Она в футболке стояла на коленях перед камнем с тремя именами и выдергивала засохшую траву и сухие, завядшие цветы из небольших кувшинов, в которые она же их и посадила. Время цветов кончилось уже давно, но сюда много недель никто не приходил, чтобы навести красоту. Я остановился, не дойдя несколько метров, и замер.

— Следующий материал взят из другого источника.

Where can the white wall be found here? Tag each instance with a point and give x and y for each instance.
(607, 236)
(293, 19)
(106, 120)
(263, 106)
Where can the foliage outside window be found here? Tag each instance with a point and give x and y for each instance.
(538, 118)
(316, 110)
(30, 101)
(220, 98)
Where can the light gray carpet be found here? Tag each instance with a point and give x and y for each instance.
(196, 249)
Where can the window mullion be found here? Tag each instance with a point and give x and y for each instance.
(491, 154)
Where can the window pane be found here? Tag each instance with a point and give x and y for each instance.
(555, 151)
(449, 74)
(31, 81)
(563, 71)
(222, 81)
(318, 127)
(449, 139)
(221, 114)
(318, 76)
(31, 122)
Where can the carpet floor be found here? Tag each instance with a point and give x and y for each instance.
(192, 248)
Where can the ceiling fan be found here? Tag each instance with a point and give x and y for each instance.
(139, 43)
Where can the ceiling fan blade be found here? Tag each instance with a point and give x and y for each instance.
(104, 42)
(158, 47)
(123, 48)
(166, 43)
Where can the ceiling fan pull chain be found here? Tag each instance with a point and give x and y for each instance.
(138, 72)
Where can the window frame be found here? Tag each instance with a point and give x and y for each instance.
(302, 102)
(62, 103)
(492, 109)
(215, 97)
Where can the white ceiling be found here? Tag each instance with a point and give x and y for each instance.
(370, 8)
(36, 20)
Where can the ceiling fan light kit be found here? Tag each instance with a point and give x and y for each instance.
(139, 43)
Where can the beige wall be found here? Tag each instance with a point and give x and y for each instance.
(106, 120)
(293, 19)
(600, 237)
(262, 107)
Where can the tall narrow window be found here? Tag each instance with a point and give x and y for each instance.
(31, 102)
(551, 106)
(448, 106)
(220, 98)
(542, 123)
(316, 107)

— Это ты? — спросила она и не повернулась.
— Да, это я, — сказал я, но, поскольку она ничего не ответила, мне пришлось продолжить. — Я был уверен, что ты спишь дома.
— Нет, как видишь.
— Вижу, — ответил я.
Я сделал вдох. Чувствовал я себя по-прежнему хорошо.
— Давай помогу, — сказал я.
Она повернулась вполоборота и взглянула на меня. Она плакала, это было заметно.
— А что с твоим лбом? — сказала она.
— Стукнулся о дерево.
— Только что?
— Да.
— По пьяни?
— Нет, — ответил я. — Я не пьянею от бокала кальвадоса и банки пива.
— Банки пива?
— Да, Хансен угостил.
— Понятно. И о чем вы говорили?
— Мы разговаривали о Ленине.
— О Ленине?
— Да, — ответил я, а она покачала головой и показала на что-то позади меня на дорожке, по которой я пришел, лицо у нее опухло, особенно глаза.
— Можешь принести ведро? Они вон стоят у кладовки с инструментами.
Я обернулся и посмотрел в ту сторону. Штабель ведер высился у дверей домика с остроконечной кровлей, крытой красной черепицей, симпатичного, но со старомодной претензией на что-то.
В стене кладовки был кран с цементным поддоном.
— Легко, — ответил я.
У меня было прекрасное настроение. Я прошел несколько метров до кладовки, снял верхнее пластмассовое ведро и отнес ей. Она поставила его между ног, чтобы стояло твердо, и стала складывать в него засохшие цветы и жухлую траву, она выдрала все это руками и вдруг с силой умяла всю кучу внутрь ведра. Потом выпрямила спину, сняла перчатки, провела рукой по волосам и замерла. Я ощутил неловкость и решил, что сейчас самое время сказать ей.
— Я выкорчевал сосну, — сказал я и тут же понял, что не следовало говорить этого сейчас.
— Правда?
— Да, — ответил я.
— Это хорошо, — сказала она. — Честно говоря, ты должен был своему отцу хотя бы это дело, ему самому уж не по силам, а он столько для тебя делал, — сказала она, и я подумал: а что он такого для меня делал, скажите на милость? Но она уже продолжала: — Теперь ты вошел в силу. А отец состарился. Ты меня понимаешь?